[seanhunter]

It pains me that the author (and many others) refer to cosine similarity as a distance metric. The cosine of an angle is a quick measure of how close the direction between two vectors is, however it is not a distance metric (which would measure the distance between their endpoint).

Thought experiment: If I go outside and point at the moon, the cosine of the angle between the position vector of my finger and the position vector of the moon relative to me is 1.[1] However my finger is very much not on the moon. The distance between the two vectors is very large even though their angle is zero.

That's why it's cosine similarity not cosine distance. If your embedding methodology is trained such that the angle between vectors is a good enough proxy for distance then it will be[2]. But it's not a distance measure.

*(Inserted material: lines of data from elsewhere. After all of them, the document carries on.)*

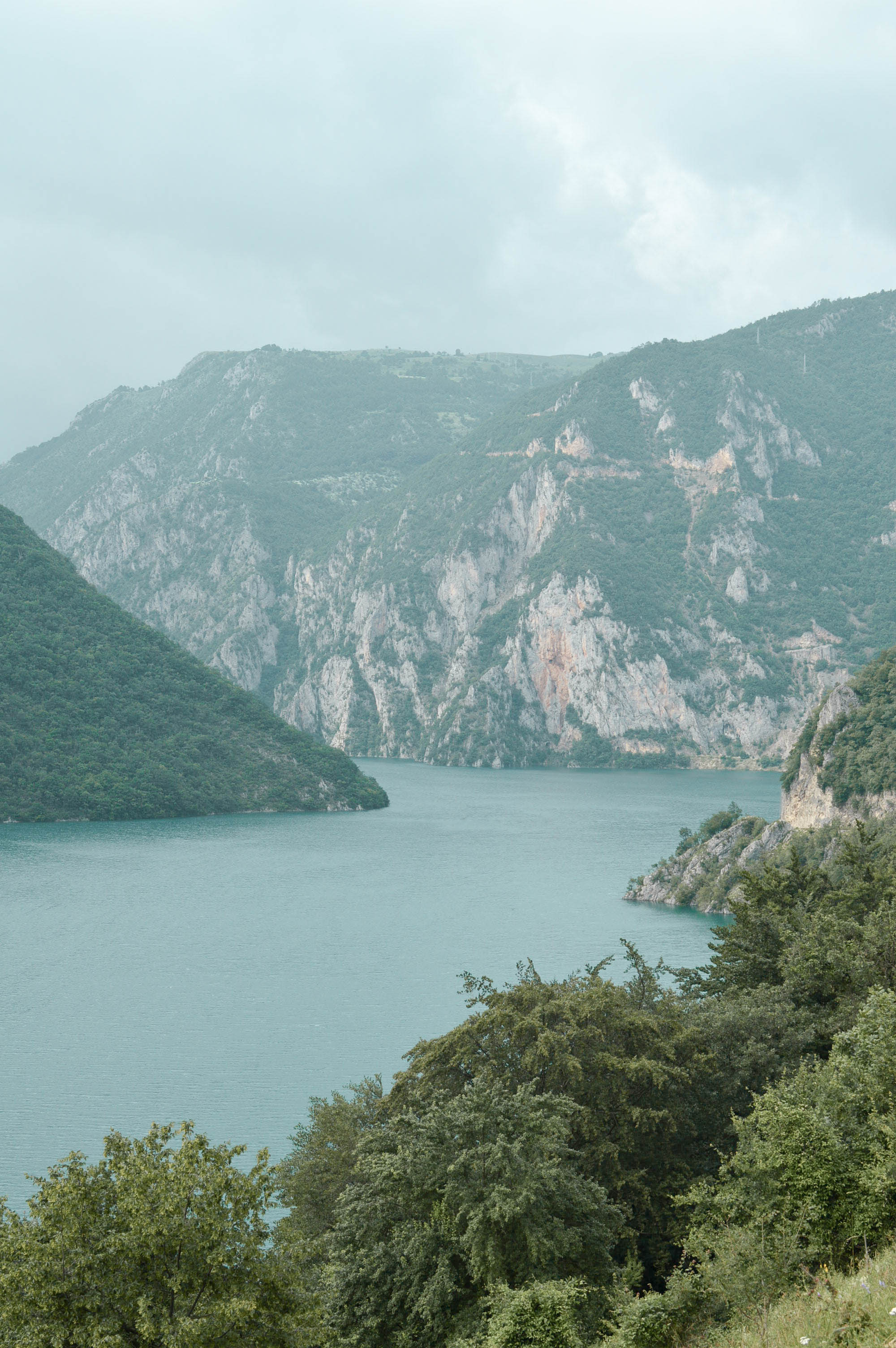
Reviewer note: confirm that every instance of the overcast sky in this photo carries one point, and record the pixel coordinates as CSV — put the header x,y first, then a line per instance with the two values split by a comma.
x,y
538,177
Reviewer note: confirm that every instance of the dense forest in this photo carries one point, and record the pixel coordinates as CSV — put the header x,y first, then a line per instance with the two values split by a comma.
x,y
661,557
653,1161
103,717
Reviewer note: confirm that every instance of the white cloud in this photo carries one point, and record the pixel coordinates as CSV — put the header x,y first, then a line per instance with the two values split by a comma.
x,y
530,176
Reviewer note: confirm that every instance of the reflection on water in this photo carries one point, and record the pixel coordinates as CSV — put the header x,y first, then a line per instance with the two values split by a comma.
x,y
227,970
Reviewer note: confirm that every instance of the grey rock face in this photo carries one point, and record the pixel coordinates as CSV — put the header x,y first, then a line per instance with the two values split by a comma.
x,y
395,565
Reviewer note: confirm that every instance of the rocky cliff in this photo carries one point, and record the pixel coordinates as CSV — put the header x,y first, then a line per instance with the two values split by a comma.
x,y
704,873
844,765
666,558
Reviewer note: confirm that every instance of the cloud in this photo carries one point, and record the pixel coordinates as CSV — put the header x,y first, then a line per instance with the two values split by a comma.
x,y
525,177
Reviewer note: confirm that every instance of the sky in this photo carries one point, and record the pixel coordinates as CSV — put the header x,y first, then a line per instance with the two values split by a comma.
x,y
182,176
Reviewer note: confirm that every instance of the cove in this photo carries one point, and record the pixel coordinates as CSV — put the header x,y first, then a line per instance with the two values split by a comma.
x,y
225,970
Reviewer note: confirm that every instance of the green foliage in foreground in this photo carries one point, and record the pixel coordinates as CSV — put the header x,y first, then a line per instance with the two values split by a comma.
x,y
646,1164
106,719
859,751
151,1246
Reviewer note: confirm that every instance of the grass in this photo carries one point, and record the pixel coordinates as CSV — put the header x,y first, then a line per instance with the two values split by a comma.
x,y
835,1309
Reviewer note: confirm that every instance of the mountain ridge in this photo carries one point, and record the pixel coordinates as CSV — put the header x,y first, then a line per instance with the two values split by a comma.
x,y
665,557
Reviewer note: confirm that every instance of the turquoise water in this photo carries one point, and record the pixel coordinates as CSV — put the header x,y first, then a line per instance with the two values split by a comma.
x,y
225,970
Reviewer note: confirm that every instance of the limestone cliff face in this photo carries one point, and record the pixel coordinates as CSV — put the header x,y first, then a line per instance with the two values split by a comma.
x,y
706,874
609,572
405,668
806,804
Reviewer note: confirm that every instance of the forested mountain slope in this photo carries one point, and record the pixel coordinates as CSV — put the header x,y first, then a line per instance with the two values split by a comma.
x,y
844,764
663,558
103,717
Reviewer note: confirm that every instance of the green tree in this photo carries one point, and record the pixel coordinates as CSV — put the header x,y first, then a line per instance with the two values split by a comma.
x,y
480,1191
151,1247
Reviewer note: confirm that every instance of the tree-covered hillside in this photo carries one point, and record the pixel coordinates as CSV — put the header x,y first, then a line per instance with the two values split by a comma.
x,y
665,557
655,1162
104,719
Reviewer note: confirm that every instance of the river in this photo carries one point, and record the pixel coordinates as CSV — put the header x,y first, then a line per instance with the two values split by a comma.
x,y
225,970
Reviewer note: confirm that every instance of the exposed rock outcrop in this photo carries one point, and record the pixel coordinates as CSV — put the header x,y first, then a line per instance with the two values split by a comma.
x,y
705,874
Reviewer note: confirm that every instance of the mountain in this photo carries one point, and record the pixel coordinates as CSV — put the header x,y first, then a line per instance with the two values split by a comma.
x,y
666,557
843,768
103,717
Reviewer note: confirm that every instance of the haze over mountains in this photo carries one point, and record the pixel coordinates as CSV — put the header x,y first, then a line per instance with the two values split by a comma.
x,y
662,557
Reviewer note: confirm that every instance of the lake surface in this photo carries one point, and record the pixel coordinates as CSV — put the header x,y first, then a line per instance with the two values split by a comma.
x,y
227,970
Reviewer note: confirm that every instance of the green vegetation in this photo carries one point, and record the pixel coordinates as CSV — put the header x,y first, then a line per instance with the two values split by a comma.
x,y
727,506
709,828
103,717
855,752
154,1244
682,1158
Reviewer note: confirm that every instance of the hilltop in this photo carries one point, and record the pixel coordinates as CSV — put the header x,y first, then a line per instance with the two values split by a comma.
x,y
663,558
103,717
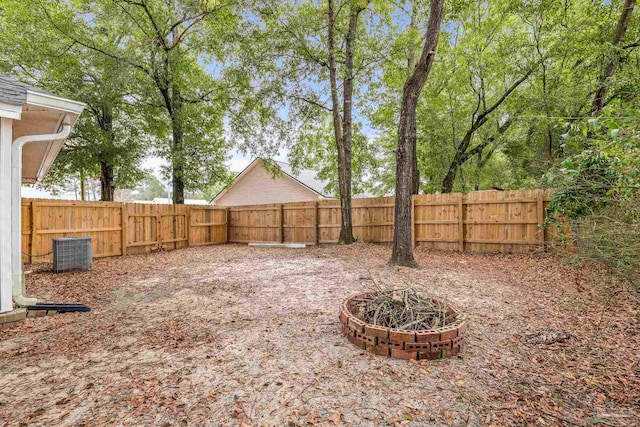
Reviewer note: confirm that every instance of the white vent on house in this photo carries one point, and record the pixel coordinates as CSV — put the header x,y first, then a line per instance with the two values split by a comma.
x,y
72,254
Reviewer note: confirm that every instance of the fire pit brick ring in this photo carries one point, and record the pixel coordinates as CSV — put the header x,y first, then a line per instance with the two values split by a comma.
x,y
426,344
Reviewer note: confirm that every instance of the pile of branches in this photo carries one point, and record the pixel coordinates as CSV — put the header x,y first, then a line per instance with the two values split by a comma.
x,y
401,309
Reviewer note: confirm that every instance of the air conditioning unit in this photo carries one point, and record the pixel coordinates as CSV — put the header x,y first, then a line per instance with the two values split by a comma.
x,y
72,254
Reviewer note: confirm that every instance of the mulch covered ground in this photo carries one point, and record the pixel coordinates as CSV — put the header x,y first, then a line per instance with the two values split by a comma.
x,y
232,335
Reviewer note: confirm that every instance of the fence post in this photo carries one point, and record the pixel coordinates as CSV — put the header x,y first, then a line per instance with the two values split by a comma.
x,y
158,226
540,219
33,226
124,221
317,223
34,205
281,223
188,224
226,225
413,221
461,223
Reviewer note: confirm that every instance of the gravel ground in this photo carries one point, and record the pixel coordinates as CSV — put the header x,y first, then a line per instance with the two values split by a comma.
x,y
232,335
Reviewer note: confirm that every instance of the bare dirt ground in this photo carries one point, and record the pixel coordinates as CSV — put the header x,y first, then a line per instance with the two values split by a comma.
x,y
232,335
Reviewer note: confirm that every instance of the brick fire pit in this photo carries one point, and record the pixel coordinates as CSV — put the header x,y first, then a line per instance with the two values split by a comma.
x,y
427,344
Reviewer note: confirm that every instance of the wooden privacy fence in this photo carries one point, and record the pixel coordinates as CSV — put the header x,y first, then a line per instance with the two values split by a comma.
x,y
118,228
483,221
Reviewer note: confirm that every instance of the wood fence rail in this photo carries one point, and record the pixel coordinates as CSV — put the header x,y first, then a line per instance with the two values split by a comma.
x,y
118,228
483,221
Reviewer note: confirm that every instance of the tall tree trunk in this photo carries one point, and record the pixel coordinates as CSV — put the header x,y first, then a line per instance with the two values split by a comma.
x,y
177,156
402,251
598,101
82,186
411,64
343,130
107,188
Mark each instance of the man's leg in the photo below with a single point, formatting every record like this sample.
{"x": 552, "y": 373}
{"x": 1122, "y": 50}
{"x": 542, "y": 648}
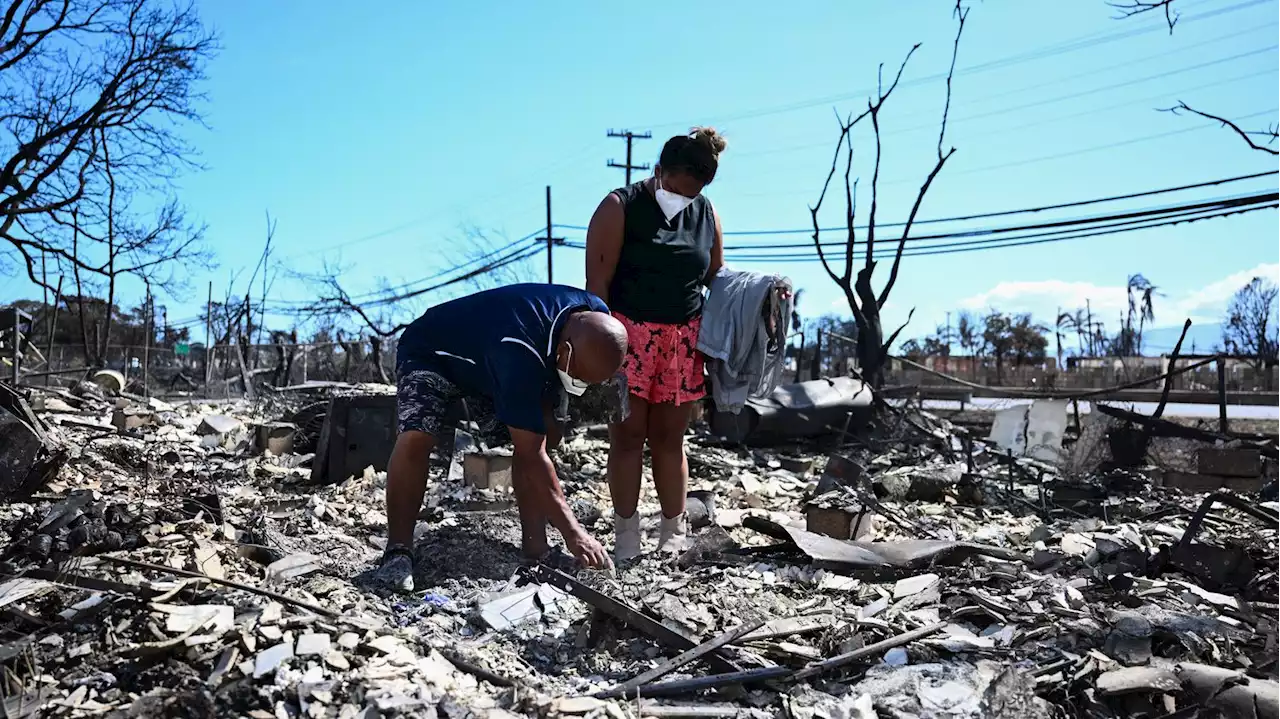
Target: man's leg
{"x": 421, "y": 399}
{"x": 406, "y": 485}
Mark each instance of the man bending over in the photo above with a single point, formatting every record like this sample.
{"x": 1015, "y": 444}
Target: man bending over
{"x": 507, "y": 353}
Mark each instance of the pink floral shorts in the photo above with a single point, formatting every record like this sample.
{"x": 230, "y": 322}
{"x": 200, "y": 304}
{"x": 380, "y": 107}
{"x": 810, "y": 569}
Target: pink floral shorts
{"x": 663, "y": 363}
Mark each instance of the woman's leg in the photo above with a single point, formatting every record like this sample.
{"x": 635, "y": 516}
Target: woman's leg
{"x": 666, "y": 433}
{"x": 626, "y": 458}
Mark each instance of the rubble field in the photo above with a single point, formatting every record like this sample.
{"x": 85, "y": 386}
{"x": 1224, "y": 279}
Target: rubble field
{"x": 181, "y": 562}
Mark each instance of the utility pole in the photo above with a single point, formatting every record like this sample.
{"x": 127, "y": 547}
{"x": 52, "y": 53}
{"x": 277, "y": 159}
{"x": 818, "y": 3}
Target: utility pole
{"x": 551, "y": 239}
{"x": 209, "y": 319}
{"x": 146, "y": 344}
{"x": 630, "y": 136}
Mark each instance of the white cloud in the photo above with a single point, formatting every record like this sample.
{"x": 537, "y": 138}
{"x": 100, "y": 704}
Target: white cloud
{"x": 1208, "y": 302}
{"x": 1043, "y": 298}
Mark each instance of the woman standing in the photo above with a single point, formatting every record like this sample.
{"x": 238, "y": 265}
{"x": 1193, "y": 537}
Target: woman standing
{"x": 650, "y": 248}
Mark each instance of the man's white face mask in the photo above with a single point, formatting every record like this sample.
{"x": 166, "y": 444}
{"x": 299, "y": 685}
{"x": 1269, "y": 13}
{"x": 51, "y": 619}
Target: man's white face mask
{"x": 571, "y": 384}
{"x": 671, "y": 202}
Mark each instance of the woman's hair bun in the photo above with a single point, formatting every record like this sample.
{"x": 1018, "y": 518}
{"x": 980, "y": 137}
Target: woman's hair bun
{"x": 708, "y": 136}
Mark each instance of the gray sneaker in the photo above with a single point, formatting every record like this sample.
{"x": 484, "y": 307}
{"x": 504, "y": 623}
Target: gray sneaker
{"x": 396, "y": 571}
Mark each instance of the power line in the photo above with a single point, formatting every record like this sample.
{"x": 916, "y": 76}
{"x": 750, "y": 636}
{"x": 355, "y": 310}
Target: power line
{"x": 410, "y": 284}
{"x": 543, "y": 173}
{"x": 630, "y": 136}
{"x": 1066, "y": 223}
{"x": 1002, "y": 213}
{"x": 510, "y": 259}
{"x": 1057, "y": 229}
{"x": 888, "y": 250}
{"x": 1055, "y": 118}
{"x": 1056, "y": 155}
{"x": 1083, "y": 42}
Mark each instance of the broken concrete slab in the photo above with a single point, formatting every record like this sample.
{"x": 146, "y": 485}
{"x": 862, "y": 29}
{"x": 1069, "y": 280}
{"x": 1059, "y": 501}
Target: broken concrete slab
{"x": 28, "y": 456}
{"x": 1229, "y": 462}
{"x": 293, "y": 566}
{"x": 219, "y": 425}
{"x": 488, "y": 470}
{"x": 1203, "y": 484}
{"x": 132, "y": 418}
{"x": 275, "y": 438}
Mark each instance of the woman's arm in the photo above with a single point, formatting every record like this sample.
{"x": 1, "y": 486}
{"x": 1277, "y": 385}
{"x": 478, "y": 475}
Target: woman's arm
{"x": 603, "y": 246}
{"x": 717, "y": 251}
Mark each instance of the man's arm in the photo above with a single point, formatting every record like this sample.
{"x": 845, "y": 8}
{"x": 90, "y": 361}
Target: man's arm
{"x": 519, "y": 383}
{"x": 535, "y": 470}
{"x": 533, "y": 462}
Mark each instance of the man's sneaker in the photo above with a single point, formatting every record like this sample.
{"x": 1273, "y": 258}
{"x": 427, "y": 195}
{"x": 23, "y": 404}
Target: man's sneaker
{"x": 396, "y": 571}
{"x": 626, "y": 537}
{"x": 673, "y": 535}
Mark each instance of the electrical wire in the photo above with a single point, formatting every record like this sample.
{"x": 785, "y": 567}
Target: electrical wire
{"x": 1000, "y": 214}
{"x": 1064, "y": 223}
{"x": 1051, "y": 119}
{"x": 888, "y": 247}
{"x": 1191, "y": 213}
{"x": 512, "y": 257}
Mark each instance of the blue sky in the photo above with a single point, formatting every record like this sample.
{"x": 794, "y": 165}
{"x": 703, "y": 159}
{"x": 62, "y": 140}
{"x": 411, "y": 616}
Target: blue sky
{"x": 375, "y": 134}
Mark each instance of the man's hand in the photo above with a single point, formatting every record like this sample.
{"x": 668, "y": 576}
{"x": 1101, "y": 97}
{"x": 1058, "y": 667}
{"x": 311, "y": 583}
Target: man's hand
{"x": 588, "y": 552}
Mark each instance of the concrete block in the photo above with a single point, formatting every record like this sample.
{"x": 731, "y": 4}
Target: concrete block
{"x": 837, "y": 522}
{"x": 841, "y": 471}
{"x": 277, "y": 438}
{"x": 219, "y": 425}
{"x": 127, "y": 420}
{"x": 488, "y": 470}
{"x": 1240, "y": 462}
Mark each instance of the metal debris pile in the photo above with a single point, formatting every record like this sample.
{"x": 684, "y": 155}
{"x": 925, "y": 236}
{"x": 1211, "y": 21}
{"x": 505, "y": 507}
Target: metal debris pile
{"x": 184, "y": 563}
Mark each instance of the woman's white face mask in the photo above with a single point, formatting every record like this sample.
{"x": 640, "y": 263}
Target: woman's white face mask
{"x": 671, "y": 202}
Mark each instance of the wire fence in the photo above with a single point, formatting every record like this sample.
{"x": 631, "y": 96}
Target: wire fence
{"x": 218, "y": 371}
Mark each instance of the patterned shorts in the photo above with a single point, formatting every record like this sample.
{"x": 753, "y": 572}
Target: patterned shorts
{"x": 428, "y": 402}
{"x": 663, "y": 363}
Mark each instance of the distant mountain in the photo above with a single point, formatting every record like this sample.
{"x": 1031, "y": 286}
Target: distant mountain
{"x": 1203, "y": 337}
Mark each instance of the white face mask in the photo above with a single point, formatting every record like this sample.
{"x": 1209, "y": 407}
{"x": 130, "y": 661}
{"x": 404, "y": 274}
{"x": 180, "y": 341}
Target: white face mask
{"x": 671, "y": 202}
{"x": 571, "y": 385}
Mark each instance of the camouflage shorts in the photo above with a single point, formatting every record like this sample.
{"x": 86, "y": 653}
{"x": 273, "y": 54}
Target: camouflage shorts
{"x": 430, "y": 403}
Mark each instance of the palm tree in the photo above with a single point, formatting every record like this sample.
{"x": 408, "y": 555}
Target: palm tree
{"x": 1139, "y": 292}
{"x": 1064, "y": 320}
{"x": 969, "y": 337}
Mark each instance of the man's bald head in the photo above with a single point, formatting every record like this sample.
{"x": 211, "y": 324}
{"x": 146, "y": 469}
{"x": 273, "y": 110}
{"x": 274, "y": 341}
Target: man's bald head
{"x": 599, "y": 346}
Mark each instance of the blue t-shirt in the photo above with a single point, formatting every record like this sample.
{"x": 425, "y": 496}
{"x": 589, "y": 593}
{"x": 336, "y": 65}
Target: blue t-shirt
{"x": 499, "y": 343}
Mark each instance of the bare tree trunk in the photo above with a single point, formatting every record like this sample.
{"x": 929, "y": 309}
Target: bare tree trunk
{"x": 243, "y": 369}
{"x": 378, "y": 360}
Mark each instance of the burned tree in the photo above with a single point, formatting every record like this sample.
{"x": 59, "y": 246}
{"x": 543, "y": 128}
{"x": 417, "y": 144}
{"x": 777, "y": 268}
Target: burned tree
{"x": 1266, "y": 141}
{"x": 95, "y": 96}
{"x": 863, "y": 301}
{"x": 1132, "y": 8}
{"x": 1252, "y": 326}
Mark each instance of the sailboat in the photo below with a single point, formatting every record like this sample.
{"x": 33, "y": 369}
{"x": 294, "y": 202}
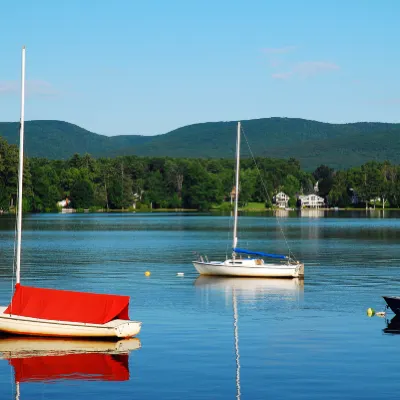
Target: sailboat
{"x": 63, "y": 313}
{"x": 254, "y": 265}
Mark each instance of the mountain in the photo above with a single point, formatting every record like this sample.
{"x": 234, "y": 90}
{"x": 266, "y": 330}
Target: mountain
{"x": 311, "y": 142}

[1] because the angle is 0 and cos 0 = 1.

[2] A self-fulfilling prophesy but this actually is in the power of the people making the embedding to make true, presumably because the training will disperse the embeddings such that their magnitude is roughly equal so you'll have a kind of high-dimensional sphere of embeddings with most of the actual vectors ending on the outside of the sphere and not too many points far on the interior and not too many points spiking way out the sides. It seems OpenAI also normalize all the vectors so they are all unit vectors so the magnitude doesn't matter. But it's still not a distance measure.

[xplt]

On point.

Just because the L2-norm yields the same rankings as cosine similarity for the particular case of normalized embeddings when retrieving relevant documents doesn't mean that any other L-norm or commonly used measure in the field of (un)supervised learning or information retrieval presents itself as a viable alternative for the problem at hand — which, by the way, had to be guessed too.

Looking at the "history" of this development (e.g. bag-of-words model, curse of dimensionality etc.) provides a solid explanation for why we've ended up using embeddings and cosine similarity for retrieval.

Though, I'm curious to see any advancements and new approaches in this area. This might sound snarky, but I still commend the author for doing what I wasn't able to by now: writing down their view of the world and putting it out for public scrutiny.

[seanhunter]

BTW the author mentions Mahalanobis distance[1]. This is a good one to know about but it isn't useful in this application. As I understand it (having used it a bit and even implemented the algorithm a couple of times) Mahalanobis distance multiplies by the inverse of the covariance matrix. What that does is essentially undo covariance if the dimensions of your space are not equivalent. So if moving in one dimension is highly correlated with moving in another dimension, Mahalanobis distance corrects for that effect.

[1] https://en.wikipedia.org/wiki/Mahalanobis_distance

[setopt]

Another formulation of this which I like is that the Mahalanoubis distance measures “how many standard deviations apart” two state vectors are.

Note that since the covariance matrix has variance on the diagonal, it corrects not only for correlations but also normalizes each dimension using their standard deviation.

[senderista]

You can recover a distance metric from the cosine similarity of unit (i.e. normalized) vectors by taking their Euclidean distance, which can be written as basically a square root of the complement of cosine similarity. Or you can just take the complement and forget the square root, which isn't technically a distance metric but might be good enough. Or you can invert cosine similarity to get angular distance, which is a true distance metric but might be too expensive.

[jacobolus]

Both chord length and arc length can be good ones. For some purposes versine (1 - cosine, sometimes called the "normal distance") and the half-tangent of arc length (i.e. the distance to one point when stereographically projected so the center of projection is the other point) are also useful types of quasi-distance. https://davidhestenes.net/geocalc/pdf/CompGeom-ch3.pdf

[saltcured]

Isn't that normalization in high dimensions pretty much the whole point?

You don't care about differing radius at all, and the angle between the unit radial vectors directly correlates to the "great circle distance" between the points on the surface, right?

[seanhunter]

Correct but that doesn't make cosine similarity a distance metric. It just means n this particular case arc length is your distance metric and you're using trigonometry to get it.